3 min readFeb 28, 2023


We Don’t Think About White People Like You Think We Do

Only when it concerns our well-being

In the hit show, The Wire, there’s a reporter from The Baltimore Sun, who fabricates an entire story with fake accounts and made-up quotes. One day when called out, he slams his notebook down, yelling at his editor that everything he wrote in the story was in his notes. He walks away from his desk, his co-worker picks up the notebook and it’s empty. The same note book he said he wrote everything in.

And here is the story of Scott Adams waving his notebook.
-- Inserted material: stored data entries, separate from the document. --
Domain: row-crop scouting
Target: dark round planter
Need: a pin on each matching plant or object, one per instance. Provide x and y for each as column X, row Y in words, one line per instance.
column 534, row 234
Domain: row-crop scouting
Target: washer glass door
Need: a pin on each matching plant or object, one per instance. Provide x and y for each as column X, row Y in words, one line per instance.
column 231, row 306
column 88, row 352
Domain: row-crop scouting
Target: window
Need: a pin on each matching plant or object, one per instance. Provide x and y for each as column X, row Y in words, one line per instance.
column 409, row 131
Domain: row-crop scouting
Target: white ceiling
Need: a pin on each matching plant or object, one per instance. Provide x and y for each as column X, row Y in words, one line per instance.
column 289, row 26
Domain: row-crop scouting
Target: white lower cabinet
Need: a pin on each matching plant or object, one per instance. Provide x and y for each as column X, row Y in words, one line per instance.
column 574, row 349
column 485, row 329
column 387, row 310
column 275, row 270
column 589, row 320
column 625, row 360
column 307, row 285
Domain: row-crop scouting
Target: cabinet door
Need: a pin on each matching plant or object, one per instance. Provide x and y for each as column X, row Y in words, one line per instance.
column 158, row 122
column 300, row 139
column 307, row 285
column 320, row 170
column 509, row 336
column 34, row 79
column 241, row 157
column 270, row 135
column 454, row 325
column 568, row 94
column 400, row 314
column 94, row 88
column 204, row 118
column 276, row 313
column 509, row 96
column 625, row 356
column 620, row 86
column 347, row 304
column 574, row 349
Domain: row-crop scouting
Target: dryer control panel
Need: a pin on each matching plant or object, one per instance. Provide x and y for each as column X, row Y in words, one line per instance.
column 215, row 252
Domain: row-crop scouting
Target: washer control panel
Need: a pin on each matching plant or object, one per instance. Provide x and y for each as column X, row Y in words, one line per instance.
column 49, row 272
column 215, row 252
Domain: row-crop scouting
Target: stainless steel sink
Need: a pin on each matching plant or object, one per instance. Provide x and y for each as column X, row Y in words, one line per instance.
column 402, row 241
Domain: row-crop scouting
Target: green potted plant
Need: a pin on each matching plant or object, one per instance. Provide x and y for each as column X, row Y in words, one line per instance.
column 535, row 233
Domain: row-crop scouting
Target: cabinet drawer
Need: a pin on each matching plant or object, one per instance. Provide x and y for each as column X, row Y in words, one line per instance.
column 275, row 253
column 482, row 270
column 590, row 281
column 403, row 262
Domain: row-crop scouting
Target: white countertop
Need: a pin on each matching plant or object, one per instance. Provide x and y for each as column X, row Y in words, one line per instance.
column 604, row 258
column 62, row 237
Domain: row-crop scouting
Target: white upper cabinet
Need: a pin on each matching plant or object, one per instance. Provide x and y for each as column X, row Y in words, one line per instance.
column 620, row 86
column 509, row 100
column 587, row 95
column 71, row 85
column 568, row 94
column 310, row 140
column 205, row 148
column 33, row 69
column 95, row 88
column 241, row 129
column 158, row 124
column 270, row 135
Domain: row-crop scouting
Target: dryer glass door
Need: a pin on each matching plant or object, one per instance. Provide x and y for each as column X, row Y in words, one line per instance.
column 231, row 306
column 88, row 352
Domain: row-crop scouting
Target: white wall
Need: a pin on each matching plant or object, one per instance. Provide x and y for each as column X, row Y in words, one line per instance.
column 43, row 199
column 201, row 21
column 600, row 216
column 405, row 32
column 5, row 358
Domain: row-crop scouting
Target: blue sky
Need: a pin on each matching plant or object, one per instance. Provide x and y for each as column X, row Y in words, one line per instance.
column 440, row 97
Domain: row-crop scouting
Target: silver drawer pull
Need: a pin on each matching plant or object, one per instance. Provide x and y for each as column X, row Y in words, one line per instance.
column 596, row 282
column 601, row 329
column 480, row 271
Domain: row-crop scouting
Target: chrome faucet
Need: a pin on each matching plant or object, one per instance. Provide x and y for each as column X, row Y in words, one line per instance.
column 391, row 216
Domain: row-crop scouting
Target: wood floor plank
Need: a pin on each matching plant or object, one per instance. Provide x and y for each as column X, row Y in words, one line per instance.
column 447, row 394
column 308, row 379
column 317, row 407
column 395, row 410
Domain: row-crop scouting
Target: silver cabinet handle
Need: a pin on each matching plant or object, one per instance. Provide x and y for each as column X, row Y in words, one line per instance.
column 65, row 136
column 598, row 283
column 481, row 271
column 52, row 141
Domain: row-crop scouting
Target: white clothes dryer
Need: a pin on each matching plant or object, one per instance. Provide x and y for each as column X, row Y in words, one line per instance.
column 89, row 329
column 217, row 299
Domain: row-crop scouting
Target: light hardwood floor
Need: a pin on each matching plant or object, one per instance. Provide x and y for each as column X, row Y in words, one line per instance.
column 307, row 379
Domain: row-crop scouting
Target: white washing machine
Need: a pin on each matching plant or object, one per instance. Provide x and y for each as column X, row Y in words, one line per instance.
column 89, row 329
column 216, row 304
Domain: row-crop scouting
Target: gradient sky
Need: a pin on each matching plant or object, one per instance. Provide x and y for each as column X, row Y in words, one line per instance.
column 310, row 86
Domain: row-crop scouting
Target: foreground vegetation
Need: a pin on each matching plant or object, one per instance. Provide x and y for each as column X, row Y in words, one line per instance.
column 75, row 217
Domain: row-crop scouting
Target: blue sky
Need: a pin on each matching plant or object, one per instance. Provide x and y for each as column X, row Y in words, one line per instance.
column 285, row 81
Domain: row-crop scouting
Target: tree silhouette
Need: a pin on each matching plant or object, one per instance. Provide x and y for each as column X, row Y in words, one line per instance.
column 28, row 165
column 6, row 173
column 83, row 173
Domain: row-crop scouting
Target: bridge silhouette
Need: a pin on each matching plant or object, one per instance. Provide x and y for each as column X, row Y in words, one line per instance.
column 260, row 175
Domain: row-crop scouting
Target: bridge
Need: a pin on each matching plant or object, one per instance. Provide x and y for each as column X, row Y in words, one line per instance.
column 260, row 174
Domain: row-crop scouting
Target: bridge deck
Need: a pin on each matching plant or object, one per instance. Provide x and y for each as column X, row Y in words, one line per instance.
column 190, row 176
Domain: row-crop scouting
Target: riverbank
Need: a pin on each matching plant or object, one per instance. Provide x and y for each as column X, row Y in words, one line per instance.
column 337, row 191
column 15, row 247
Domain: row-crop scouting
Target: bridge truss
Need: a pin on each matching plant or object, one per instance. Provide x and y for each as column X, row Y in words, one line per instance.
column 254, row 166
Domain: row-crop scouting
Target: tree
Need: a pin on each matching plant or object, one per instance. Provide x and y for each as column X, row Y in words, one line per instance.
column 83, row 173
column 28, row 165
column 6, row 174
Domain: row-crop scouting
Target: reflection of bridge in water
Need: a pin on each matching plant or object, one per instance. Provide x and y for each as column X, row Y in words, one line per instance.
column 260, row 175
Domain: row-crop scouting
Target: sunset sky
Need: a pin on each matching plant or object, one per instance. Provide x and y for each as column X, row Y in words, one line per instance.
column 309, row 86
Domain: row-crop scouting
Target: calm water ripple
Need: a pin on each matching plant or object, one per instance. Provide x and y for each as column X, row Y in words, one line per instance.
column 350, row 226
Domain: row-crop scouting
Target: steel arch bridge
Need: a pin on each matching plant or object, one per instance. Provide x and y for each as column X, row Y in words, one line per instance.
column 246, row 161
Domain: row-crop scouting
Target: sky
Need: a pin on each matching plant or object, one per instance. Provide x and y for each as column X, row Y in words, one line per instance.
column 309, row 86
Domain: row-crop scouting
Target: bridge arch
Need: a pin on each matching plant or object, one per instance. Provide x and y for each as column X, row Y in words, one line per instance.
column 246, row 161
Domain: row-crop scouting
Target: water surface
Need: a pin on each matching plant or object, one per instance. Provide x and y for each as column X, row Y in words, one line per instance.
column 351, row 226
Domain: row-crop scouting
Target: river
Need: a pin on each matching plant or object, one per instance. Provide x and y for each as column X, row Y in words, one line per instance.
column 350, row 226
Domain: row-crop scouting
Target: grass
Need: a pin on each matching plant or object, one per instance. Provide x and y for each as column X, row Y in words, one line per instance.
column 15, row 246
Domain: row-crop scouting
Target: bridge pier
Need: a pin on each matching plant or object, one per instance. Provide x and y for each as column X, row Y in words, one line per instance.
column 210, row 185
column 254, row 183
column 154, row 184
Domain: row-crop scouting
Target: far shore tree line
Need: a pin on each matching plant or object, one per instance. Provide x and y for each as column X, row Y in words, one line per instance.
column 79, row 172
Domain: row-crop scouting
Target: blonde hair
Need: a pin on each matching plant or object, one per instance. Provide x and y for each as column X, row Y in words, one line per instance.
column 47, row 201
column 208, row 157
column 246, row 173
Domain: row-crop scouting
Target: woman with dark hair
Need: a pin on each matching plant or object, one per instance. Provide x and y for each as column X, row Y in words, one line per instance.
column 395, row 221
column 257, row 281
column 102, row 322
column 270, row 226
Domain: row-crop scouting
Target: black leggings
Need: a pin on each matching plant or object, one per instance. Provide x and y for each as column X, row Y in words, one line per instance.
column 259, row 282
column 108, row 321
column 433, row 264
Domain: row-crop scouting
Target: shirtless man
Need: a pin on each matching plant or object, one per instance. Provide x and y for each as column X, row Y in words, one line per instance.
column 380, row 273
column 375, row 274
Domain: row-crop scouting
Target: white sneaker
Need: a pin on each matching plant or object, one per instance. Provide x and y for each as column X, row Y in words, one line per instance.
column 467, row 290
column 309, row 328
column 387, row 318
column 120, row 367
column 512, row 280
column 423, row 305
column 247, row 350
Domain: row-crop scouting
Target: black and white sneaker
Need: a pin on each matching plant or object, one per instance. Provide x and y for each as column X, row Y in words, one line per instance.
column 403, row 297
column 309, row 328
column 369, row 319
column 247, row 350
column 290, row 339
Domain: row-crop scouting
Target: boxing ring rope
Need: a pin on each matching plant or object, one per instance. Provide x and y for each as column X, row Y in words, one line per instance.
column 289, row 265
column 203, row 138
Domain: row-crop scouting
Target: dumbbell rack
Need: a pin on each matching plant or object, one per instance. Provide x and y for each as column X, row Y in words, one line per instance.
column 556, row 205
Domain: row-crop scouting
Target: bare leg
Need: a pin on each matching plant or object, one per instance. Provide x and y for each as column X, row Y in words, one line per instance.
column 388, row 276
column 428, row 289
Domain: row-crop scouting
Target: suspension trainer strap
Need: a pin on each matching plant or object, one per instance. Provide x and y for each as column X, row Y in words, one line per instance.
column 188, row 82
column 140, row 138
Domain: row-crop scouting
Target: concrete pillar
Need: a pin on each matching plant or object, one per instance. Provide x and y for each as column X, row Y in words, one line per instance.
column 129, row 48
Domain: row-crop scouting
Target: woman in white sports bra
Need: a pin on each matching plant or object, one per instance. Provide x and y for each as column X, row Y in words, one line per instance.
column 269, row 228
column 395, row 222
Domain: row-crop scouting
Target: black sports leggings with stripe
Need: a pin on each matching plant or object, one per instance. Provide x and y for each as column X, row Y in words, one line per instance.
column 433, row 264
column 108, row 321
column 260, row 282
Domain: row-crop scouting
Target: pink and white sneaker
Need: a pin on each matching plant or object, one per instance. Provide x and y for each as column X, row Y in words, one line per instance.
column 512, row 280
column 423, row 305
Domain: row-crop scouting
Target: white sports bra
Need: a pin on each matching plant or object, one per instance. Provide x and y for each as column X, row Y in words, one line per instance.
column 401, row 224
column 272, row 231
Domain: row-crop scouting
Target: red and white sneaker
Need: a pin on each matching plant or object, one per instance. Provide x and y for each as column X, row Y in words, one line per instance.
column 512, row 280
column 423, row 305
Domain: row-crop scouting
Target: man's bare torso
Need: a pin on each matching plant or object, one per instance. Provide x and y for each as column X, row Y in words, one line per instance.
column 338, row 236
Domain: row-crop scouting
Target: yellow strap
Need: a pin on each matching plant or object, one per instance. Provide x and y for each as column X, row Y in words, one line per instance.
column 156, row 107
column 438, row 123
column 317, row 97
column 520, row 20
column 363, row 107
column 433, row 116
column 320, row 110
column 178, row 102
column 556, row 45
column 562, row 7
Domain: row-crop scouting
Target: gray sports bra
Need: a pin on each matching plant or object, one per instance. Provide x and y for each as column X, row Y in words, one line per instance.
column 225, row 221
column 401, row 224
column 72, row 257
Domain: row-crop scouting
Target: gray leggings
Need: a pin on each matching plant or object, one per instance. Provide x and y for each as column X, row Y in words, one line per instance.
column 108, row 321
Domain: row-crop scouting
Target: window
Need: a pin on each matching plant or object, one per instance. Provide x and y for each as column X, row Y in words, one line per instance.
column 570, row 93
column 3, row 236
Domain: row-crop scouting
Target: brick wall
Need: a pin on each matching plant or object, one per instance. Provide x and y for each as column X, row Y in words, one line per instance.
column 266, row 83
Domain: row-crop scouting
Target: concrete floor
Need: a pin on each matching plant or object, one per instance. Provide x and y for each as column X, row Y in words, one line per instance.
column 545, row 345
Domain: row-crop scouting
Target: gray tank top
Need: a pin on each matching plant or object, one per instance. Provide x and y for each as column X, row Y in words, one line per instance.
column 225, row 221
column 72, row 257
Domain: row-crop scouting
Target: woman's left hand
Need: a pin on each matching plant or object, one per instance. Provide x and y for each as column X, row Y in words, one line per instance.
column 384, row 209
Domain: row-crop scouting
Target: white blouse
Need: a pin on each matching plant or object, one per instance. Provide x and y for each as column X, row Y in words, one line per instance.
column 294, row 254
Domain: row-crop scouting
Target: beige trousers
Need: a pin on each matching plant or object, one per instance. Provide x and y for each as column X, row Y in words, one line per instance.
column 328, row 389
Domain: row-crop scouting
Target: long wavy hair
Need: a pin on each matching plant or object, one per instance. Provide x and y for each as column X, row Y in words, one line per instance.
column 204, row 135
He is the creator of the comic strip Dilbert, a micromanaged engineer weeding through his daily office life amid a hostile work culture. And just a few days ago, Scott went on a rant because a poll suggested a portion of black Americans didn’t agree with the statement “its okay to be white.” A man who said that he wanted to be on the winning team so he started identifying as black, and because 26% of black people disagree with that statement, black people are now a hate group and white people would be better off staying away. He repeatedly called out his ‘notebook’ as he spoke in general, how he was no longer using his resources to support black people.

He, however, never mentioned said resources.

And now some of those 2000 daily newspapers in 26 countries who printed Dilbert comics are pulling the strip out of print.